Football Season Review

№13: West Ham United

West Ham will be playing Premier League football again next season but there is little else positive to be taken out from the campaign as a whole. Sam Allardyce did an excellent job in the first season since promotion and the fans were now hoping for a challenge for the top-half of the table. The transfer activity was overall limited with Andy Carroll easily the club’s biggest signing of the summer. Yet, the big striker, so key to the team’s overall approach, failed to play any football in the first five months of the season and that proved to have a huge impact on the entire team. The opening-day win over Cardiff was followed by a rather lengthy drought in terms of results as the Hammers picked just a single point in their next five league games, failing to score in all but one of them. A surprising and highly enjoyable 3:0 win at Tottenham lifted the mood after that but the team remained one-dimensional, lacking presence in attack and overall way too predictable. The wins remained too much of a rarity and the side actually claimed just two league victories in a run of 19 games between the opening day of the season and mid-January. By then, the pressure on Allardyce was growing exponentially as the Hammers suffered shameful FA Cup exit at the hands of Nottingham Forest, by 5:0, and then a 6:0 hammering at the hands of Manchester City in the League Cup semi-final. The win at Cardiff, that coincided with the return of Carroll to action, proved the biggest one of the season as it stopped the rot and restored the confidence among the players. West Ham went on a very good run of form after that as they held Chelsea to a shock draw at the Bridge and also claimed four wins in a row after that. That purple patch in February proved the saving grace of the Hammers as they moved way up the table and had enough to spare for the rest of the season as they managed to beat the drop.

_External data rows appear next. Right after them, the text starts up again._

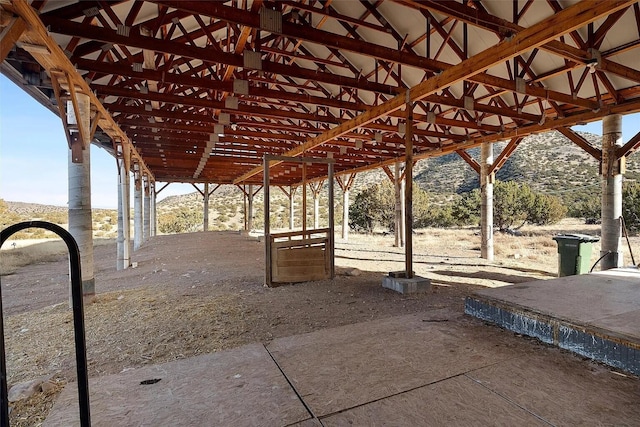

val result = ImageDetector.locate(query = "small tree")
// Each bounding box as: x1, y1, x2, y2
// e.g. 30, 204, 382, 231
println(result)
451, 189, 481, 225
622, 182, 640, 232
349, 181, 433, 233
493, 181, 535, 230
527, 193, 567, 225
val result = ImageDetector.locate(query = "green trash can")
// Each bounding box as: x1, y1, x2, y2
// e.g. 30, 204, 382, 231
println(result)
553, 234, 600, 277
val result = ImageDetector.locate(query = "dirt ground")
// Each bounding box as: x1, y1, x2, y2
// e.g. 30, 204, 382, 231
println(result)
2, 222, 640, 426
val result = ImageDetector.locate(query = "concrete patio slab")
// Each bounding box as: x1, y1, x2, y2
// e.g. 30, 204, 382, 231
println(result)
44, 344, 312, 427
465, 268, 640, 375
268, 312, 525, 418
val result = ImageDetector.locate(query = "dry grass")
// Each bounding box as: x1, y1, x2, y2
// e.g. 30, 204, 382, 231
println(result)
5, 289, 251, 426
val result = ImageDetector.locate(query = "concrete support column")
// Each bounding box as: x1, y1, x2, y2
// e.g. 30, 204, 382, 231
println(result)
133, 165, 143, 251
313, 191, 320, 229
480, 143, 495, 261
202, 182, 209, 231
142, 175, 151, 242
289, 186, 296, 230
600, 114, 624, 270
149, 181, 158, 237
116, 151, 131, 270
342, 187, 349, 242
247, 184, 254, 231
68, 145, 96, 298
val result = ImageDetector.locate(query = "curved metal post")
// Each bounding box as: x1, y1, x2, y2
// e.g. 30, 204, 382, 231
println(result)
0, 221, 91, 427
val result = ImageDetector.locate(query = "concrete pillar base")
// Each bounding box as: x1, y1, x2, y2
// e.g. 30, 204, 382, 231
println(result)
382, 274, 431, 295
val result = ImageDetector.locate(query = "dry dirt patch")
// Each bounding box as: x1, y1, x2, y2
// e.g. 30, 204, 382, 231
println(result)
2, 223, 636, 426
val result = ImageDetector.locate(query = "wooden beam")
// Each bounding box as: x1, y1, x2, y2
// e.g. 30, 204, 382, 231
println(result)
3, 0, 153, 177
556, 126, 602, 161
487, 137, 524, 175
235, 0, 634, 183
616, 132, 640, 158
404, 100, 413, 279
0, 15, 27, 62
456, 150, 480, 174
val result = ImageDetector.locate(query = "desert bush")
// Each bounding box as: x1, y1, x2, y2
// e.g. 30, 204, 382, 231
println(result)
158, 207, 204, 234
622, 183, 640, 233
349, 181, 434, 233
451, 188, 481, 226
566, 192, 602, 219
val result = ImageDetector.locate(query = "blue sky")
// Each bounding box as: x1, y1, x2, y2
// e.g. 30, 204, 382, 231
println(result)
0, 75, 640, 209
0, 75, 195, 209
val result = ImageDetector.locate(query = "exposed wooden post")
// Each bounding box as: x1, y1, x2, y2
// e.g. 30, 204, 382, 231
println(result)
238, 185, 250, 231
330, 162, 336, 279
116, 144, 131, 270
600, 114, 625, 270
302, 163, 307, 231
309, 180, 324, 229
480, 142, 495, 261
142, 174, 151, 242
262, 156, 271, 286
133, 163, 142, 251
202, 182, 209, 231
63, 85, 96, 305
313, 190, 320, 229
393, 161, 405, 248
289, 186, 298, 230
247, 184, 254, 231
149, 181, 158, 237
404, 100, 413, 279
336, 173, 356, 242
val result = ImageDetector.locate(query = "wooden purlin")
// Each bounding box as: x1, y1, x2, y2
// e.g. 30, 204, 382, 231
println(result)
456, 150, 480, 174
616, 132, 640, 158
0, 14, 27, 62
2, 0, 153, 177
234, 0, 636, 183
150, 0, 598, 109
492, 137, 524, 175
314, 99, 640, 185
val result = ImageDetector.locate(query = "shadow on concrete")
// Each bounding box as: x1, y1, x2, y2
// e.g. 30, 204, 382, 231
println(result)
432, 270, 540, 283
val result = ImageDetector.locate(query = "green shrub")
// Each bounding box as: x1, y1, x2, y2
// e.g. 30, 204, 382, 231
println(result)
158, 207, 204, 234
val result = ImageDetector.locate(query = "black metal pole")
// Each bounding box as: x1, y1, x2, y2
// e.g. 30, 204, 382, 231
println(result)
0, 221, 91, 427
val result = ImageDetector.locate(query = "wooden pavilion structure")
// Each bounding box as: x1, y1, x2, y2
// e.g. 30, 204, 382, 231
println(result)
0, 0, 640, 293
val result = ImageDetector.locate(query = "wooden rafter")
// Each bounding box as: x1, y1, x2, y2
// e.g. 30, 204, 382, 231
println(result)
236, 1, 633, 183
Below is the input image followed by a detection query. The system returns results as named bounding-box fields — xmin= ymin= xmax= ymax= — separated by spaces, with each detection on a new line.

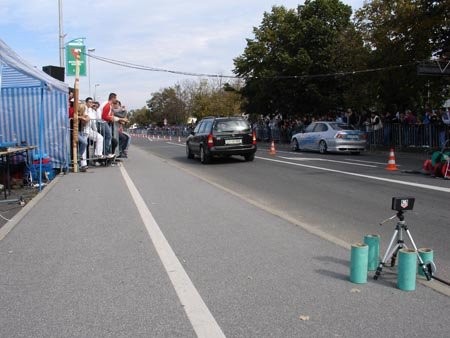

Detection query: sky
xmin=0 ymin=0 xmax=364 ymax=109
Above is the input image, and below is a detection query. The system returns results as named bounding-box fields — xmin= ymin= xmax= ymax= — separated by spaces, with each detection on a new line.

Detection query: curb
xmin=0 ymin=174 xmax=64 ymax=241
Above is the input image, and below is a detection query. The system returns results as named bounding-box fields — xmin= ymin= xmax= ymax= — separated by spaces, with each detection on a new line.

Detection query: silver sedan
xmin=291 ymin=121 xmax=367 ymax=154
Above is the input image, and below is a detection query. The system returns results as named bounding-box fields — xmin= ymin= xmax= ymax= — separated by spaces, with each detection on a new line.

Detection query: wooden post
xmin=70 ymin=49 xmax=80 ymax=173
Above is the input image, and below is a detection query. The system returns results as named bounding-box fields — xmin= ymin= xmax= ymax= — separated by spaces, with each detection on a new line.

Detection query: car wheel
xmin=244 ymin=153 xmax=255 ymax=162
xmin=291 ymin=138 xmax=299 ymax=151
xmin=319 ymin=140 xmax=327 ymax=154
xmin=186 ymin=143 xmax=195 ymax=160
xmin=200 ymin=146 xmax=210 ymax=164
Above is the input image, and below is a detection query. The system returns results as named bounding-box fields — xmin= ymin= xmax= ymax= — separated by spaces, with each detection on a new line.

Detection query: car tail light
xmin=207 ymin=134 xmax=214 ymax=148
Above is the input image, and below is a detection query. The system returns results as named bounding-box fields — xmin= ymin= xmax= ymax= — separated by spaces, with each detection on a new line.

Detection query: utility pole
xmin=58 ymin=0 xmax=66 ymax=68
xmin=88 ymin=48 xmax=95 ymax=96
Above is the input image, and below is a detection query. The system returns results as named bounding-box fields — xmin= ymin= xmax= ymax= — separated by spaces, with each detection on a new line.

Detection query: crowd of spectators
xmin=69 ymin=92 xmax=131 ymax=172
xmin=253 ymin=108 xmax=450 ymax=147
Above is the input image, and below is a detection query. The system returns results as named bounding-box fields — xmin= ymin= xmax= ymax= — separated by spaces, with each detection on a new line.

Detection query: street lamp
xmin=94 ymin=83 xmax=100 ymax=101
xmin=88 ymin=48 xmax=95 ymax=96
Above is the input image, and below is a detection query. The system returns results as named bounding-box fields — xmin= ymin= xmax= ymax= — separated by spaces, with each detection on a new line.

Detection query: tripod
xmin=373 ymin=210 xmax=431 ymax=280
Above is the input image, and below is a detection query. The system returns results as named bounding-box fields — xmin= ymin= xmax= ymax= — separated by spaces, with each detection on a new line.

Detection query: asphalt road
xmin=0 ymin=139 xmax=450 ymax=338
xmin=134 ymin=139 xmax=450 ymax=281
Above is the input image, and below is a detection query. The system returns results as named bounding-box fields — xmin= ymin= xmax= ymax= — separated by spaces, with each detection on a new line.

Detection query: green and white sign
xmin=66 ymin=39 xmax=86 ymax=76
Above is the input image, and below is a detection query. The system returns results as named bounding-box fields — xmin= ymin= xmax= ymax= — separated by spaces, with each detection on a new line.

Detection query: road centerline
xmin=257 ymin=156 xmax=450 ymax=193
xmin=120 ymin=166 xmax=225 ymax=338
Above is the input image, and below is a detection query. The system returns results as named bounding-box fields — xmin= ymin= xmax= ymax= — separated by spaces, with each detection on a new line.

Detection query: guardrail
xmin=254 ymin=123 xmax=450 ymax=148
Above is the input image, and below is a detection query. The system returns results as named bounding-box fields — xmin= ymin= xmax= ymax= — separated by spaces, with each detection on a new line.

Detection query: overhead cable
xmin=84 ymin=53 xmax=419 ymax=79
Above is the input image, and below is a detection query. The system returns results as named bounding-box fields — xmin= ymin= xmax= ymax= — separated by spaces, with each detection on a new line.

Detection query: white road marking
xmin=257 ymin=156 xmax=450 ymax=193
xmin=280 ymin=156 xmax=377 ymax=168
xmin=345 ymin=158 xmax=390 ymax=166
xmin=120 ymin=166 xmax=225 ymax=338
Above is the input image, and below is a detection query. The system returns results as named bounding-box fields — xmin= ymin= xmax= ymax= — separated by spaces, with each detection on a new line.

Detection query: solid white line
xmin=120 ymin=166 xmax=225 ymax=338
xmin=257 ymin=157 xmax=450 ymax=193
xmin=280 ymin=156 xmax=377 ymax=168
xmin=345 ymin=158 xmax=386 ymax=166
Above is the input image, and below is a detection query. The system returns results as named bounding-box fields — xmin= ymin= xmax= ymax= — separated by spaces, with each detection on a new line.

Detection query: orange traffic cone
xmin=386 ymin=148 xmax=398 ymax=171
xmin=269 ymin=141 xmax=277 ymax=155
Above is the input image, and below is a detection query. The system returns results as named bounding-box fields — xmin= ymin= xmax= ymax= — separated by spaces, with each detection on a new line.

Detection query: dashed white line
xmin=280 ymin=156 xmax=377 ymax=168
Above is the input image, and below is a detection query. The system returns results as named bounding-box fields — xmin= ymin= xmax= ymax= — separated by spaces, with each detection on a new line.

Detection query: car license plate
xmin=225 ymin=139 xmax=242 ymax=144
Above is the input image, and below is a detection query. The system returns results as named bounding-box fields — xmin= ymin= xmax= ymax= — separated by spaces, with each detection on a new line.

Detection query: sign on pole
xmin=66 ymin=39 xmax=86 ymax=76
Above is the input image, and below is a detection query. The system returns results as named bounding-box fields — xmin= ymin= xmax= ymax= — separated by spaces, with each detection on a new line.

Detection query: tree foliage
xmin=234 ymin=0 xmax=368 ymax=115
xmin=356 ymin=0 xmax=450 ymax=109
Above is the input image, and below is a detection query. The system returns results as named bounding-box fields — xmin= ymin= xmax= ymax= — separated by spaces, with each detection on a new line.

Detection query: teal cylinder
xmin=417 ymin=248 xmax=434 ymax=277
xmin=364 ymin=234 xmax=380 ymax=271
xmin=350 ymin=243 xmax=369 ymax=284
xmin=397 ymin=248 xmax=417 ymax=291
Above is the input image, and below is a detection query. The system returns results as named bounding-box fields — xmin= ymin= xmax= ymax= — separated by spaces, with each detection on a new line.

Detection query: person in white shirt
xmin=83 ymin=97 xmax=110 ymax=159
xmin=439 ymin=108 xmax=450 ymax=148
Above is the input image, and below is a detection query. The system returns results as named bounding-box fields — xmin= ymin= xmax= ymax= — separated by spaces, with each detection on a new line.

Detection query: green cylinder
xmin=397 ymin=248 xmax=417 ymax=291
xmin=364 ymin=234 xmax=380 ymax=271
xmin=350 ymin=243 xmax=369 ymax=284
xmin=417 ymin=248 xmax=434 ymax=276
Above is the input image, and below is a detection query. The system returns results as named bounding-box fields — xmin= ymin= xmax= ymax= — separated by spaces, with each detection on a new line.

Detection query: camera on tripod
xmin=392 ymin=197 xmax=416 ymax=211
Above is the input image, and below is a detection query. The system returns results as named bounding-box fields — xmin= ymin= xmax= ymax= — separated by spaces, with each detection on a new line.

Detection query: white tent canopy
xmin=0 ymin=39 xmax=69 ymax=168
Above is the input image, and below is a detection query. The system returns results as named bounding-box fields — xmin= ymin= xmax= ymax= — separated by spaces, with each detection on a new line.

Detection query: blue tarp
xmin=0 ymin=39 xmax=70 ymax=169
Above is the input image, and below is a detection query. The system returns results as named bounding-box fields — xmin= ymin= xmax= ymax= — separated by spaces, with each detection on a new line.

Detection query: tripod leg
xmin=405 ymin=229 xmax=431 ymax=280
xmin=373 ymin=229 xmax=398 ymax=280
xmin=391 ymin=241 xmax=406 ymax=267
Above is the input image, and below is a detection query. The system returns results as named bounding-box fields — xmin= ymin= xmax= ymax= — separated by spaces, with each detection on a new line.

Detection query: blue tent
xmin=0 ymin=39 xmax=70 ymax=170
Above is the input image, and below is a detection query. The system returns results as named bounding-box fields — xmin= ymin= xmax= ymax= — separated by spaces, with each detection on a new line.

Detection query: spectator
xmin=77 ymin=104 xmax=89 ymax=172
xmin=83 ymin=97 xmax=111 ymax=159
xmin=112 ymin=100 xmax=131 ymax=158
xmin=97 ymin=93 xmax=117 ymax=154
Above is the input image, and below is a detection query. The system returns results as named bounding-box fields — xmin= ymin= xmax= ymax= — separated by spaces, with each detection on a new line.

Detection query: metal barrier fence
xmin=129 ymin=123 xmax=450 ymax=148
xmin=254 ymin=123 xmax=450 ymax=148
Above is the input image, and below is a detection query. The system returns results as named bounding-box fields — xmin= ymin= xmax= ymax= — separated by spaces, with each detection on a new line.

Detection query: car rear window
xmin=214 ymin=120 xmax=250 ymax=133
xmin=330 ymin=123 xmax=355 ymax=130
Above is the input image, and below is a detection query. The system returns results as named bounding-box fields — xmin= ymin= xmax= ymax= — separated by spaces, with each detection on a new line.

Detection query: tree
xmin=130 ymin=107 xmax=150 ymax=127
xmin=234 ymin=0 xmax=367 ymax=115
xmin=147 ymin=85 xmax=186 ymax=124
xmin=356 ymin=0 xmax=450 ymax=109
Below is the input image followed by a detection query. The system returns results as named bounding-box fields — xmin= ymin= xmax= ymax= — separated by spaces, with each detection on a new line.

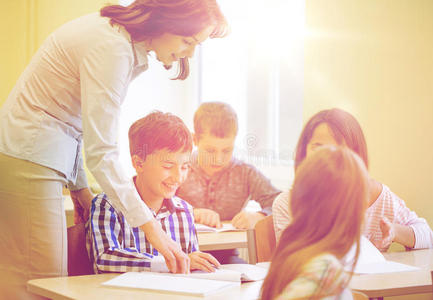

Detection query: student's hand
xmin=379 ymin=217 xmax=395 ymax=249
xmin=140 ymin=219 xmax=190 ymax=274
xmin=188 ymin=251 xmax=220 ymax=272
xmin=232 ymin=211 xmax=266 ymax=229
xmin=194 ymin=208 xmax=222 ymax=228
xmin=69 ymin=188 xmax=93 ymax=224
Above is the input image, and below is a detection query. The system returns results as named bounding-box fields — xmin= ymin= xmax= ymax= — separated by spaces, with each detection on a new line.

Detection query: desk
xmin=350 ymin=249 xmax=433 ymax=298
xmin=27 ymin=274 xmax=263 ymax=300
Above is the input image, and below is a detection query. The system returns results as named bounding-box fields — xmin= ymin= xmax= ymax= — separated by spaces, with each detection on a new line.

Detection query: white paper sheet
xmin=195 ymin=223 xmax=243 ymax=232
xmin=172 ymin=264 xmax=268 ymax=282
xmin=102 ymin=272 xmax=239 ymax=296
xmin=343 ymin=236 xmax=419 ymax=274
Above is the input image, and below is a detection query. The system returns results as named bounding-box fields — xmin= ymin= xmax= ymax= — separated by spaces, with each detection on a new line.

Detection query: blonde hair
xmin=194 ymin=102 xmax=238 ymax=139
xmin=262 ymin=146 xmax=368 ymax=300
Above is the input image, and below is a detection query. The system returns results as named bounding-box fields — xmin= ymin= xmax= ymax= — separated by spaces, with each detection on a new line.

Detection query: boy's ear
xmin=131 ymin=154 xmax=144 ymax=172
xmin=192 ymin=132 xmax=198 ymax=147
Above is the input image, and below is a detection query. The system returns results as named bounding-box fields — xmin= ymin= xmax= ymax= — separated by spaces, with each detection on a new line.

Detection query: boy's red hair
xmin=128 ymin=111 xmax=192 ymax=160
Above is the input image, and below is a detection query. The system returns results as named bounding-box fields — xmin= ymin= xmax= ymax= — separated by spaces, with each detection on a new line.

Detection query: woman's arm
xmin=80 ymin=41 xmax=189 ymax=273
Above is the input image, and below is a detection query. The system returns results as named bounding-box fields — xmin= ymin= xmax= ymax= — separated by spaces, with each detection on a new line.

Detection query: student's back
xmin=262 ymin=147 xmax=368 ymax=300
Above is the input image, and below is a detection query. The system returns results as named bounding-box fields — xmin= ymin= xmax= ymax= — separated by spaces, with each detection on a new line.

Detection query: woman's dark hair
xmin=295 ymin=108 xmax=368 ymax=169
xmin=100 ymin=0 xmax=228 ymax=80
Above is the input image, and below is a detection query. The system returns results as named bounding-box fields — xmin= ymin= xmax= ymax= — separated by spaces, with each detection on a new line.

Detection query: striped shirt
xmin=176 ymin=153 xmax=281 ymax=221
xmin=86 ymin=194 xmax=198 ymax=273
xmin=272 ymin=184 xmax=433 ymax=251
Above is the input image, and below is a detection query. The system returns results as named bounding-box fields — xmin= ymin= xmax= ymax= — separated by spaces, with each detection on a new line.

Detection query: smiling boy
xmin=176 ymin=102 xmax=280 ymax=263
xmin=87 ymin=112 xmax=219 ymax=273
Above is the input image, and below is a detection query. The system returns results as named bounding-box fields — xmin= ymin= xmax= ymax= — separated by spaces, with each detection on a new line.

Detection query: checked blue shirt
xmin=86 ymin=194 xmax=198 ymax=273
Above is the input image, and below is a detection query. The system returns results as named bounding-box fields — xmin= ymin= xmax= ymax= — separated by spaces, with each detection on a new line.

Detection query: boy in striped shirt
xmin=86 ymin=112 xmax=219 ymax=273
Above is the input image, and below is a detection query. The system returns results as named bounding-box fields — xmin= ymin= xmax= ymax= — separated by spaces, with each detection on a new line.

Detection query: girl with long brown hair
xmin=272 ymin=108 xmax=433 ymax=251
xmin=0 ymin=0 xmax=227 ymax=299
xmin=262 ymin=147 xmax=368 ymax=300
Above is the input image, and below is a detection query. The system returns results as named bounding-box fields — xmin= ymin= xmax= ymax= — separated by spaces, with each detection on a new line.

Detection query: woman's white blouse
xmin=0 ymin=13 xmax=152 ymax=226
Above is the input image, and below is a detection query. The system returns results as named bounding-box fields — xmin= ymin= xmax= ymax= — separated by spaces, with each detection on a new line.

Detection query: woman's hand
xmin=189 ymin=251 xmax=220 ymax=272
xmin=140 ymin=219 xmax=190 ymax=274
xmin=194 ymin=208 xmax=222 ymax=228
xmin=379 ymin=217 xmax=415 ymax=249
xmin=69 ymin=188 xmax=93 ymax=224
xmin=379 ymin=217 xmax=395 ymax=249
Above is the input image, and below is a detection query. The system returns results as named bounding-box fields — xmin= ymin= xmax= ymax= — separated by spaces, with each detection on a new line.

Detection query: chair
xmin=68 ymin=224 xmax=94 ymax=276
xmin=352 ymin=291 xmax=369 ymax=300
xmin=247 ymin=215 xmax=276 ymax=264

There was another decline in results from March onwards and the team actually lost seven games out of nine before a 2:0 win over Tottenham on the penultimate round of games finally sealed their status in the league. It was not all plain sailing but the job was done at the end, something that did not seem to be on the cards in these difficult days in January. Allardyce has faced some real discontent among the fans though due to the poor quality of football played and will be expected to deliver top-half finish and more entertainment next year.